Below is a huge (20’’ × 35’’) Louis XVI Antique French Barometer. Notice how the dial runs from 27 in the lower left to 28 at the center top to 29 in the lower right. And notice how, as you said, there are 12 divisions to the “pouce” (the French or Canadian inch), with major divisions at 4/12 and 8/12 indicated with 4’s and 8’s. However, you mentioned the number 5 indicated between the inches on your barometer, which suggests 10 divisions in each pouce, meaning that you have a more modern barometer. This may also mean that it uses a difference pouce.
(https://www.thenakedscientists.com/forum/proxy.php?request=http%3A%2F%2Fwww.cinoa.org%2Fgfx%2F60333.jpg&hash=deb86cc6b59cfe5398a55d9992b55204)
According to Wikipedia:
Pouce, noun, masc, French for “inch” (literally “thumb”) as a unit of measurement.
In France, le pouce du Roi “the Royal inch” measured about 27.142 mm (1.0686 modern inches).
In Quebec, le pouce québécois “the Quebec inch” was assumed to be a Royal inch; however Canada legally defined it as 27.070 mm (1.0658 modern inches)
Both of these old measurements were about 1 1/15 modern inches.

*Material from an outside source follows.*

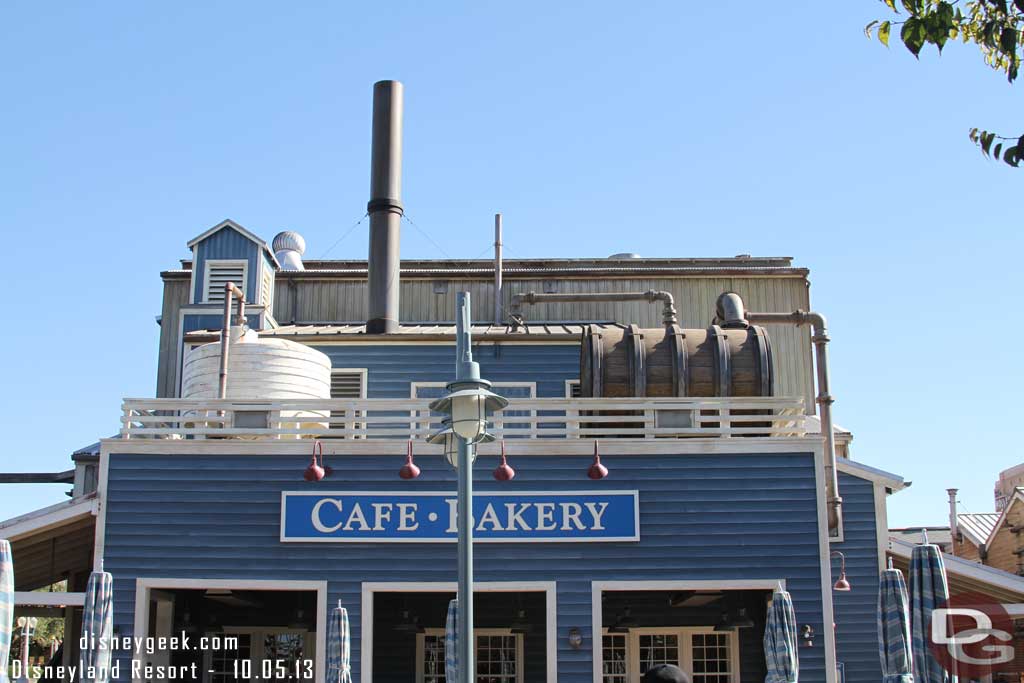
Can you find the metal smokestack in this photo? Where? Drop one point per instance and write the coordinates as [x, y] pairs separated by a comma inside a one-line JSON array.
[[385, 209]]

In 1959, on a proposal by Canada, the US, Canada and other nations of the Commonwealth agreed to an inch as exactly 25.4 mm, which continues in the current usage.
Traditionally, the pouce was divided into 12 sections (as you mentioned), but more recently into halves, quarters, eighths, sixteenths, etc (which is what I’ve always used here in America). Your barometer has 0.1 inch divisions obviously because the scientific community divides atmopsheric pressure into decimals (tenths, hundreds, etc), but I don't know when they started doing this.
I can’t clearly see where your barometer fits into all this. Perhaps your barometer is dated, even if it’s only a patent date.
I did find these instructions on the medfordclock.com website. You have an aneroid barometer. The term “aneroid” comes from the Greek a + neros, “without liquid” because the sealed bellows contain air (actually, a partial vacuum), and not liquid as old old glass ones did (and they also made scientific ones using mercury.)
How do I adjust my aneroid barometer?
Aneroid barometers have a small screw on the back. With a flat blade screwdriver turn this screw in either direction slightly while looking at the indicator needle. It should move in one direction or the other, tap the barometer to see where the needle settles. Continue until proper pressure reading is obtained. Do not turn the screw counter-clockwise (to the left) too far since it could come out.
How can I relate those measurements to the modern millibar ones?